Sometimes fewer is better. Sometimes nothing means a lot. Sometimes, you don’t need to have a PowerPoint slide to go with each and every point in your presentation.
It’s easy for public speakers and business presenters to fall into that trap and you can find yourself wasting hours upon hours trying to find images and putting together needless slides when perhaps a few key slides are all your audience really needs. (Notice we said “your audience” because they are who really matters in content decisions.)
Great Slides Add Value
Good slides support and enhance your points. Great slides add value. If you need a chart, a graph or an image to explain or strengthen your point, then, by all means, use it. But what if all you really need is a graph and your other slides are really just filler?

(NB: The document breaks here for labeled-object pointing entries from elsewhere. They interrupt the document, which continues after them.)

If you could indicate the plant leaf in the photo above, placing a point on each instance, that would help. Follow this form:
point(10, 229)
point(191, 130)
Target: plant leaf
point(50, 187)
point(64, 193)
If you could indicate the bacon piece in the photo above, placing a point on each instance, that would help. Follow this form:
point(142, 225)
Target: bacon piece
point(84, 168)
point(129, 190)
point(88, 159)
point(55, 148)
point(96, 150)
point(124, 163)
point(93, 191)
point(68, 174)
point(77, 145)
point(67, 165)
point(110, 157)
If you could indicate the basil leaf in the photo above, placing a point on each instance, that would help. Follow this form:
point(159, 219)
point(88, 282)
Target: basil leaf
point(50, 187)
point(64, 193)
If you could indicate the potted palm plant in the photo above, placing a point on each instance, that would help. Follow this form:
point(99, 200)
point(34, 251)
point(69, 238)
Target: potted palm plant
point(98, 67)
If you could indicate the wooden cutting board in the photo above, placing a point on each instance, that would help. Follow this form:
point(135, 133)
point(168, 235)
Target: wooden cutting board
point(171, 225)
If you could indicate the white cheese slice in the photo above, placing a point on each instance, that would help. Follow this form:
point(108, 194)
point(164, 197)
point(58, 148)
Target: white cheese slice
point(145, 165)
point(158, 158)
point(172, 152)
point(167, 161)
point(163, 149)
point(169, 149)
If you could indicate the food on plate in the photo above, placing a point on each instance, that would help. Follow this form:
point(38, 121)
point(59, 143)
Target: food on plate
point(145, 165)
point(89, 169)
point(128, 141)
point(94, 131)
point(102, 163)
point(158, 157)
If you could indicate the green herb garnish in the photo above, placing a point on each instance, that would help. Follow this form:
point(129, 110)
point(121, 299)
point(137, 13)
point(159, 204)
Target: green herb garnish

Consider this solution: Sandwich the slide you actually want to show between two blank slides. Here’s how: Create a slide with a solid black background. The solid color will keep the projection screen from being a distraction. Now insert the graph you actually need after your blank slide and then create another blank slide to go after the graph.
Here’s how this scenario might play out: You begin your presentation and quickly grab the attention of your audience. There is a blank slide on the screen but the audience probably doesn’t realize that the projector is even turned on. Your audience is focused on you and what you’re saying. You are the center of attention, not the slides. Then, you click your presentation remote and, viola, there is your graph. The graph stands out and makes your point clearer. The graph adds value. You then click the remote again to another blank slide and continue speaking. All eyes are on you. Now, you’re ready for your big finish.
Of course, there are many situations when you’ll want a full slide deck complete with a title slide, numerous points, and final thoughts. As in all good design, the form should always follow the function. But always ask yourself these questions before settling on a slide strategy: Who is the star of this presentation, me or the slides? Am I running the slides or are they running me? What’s best for my audience?
The answers to those questions will help you to create a more powerful, more persuasive presentation.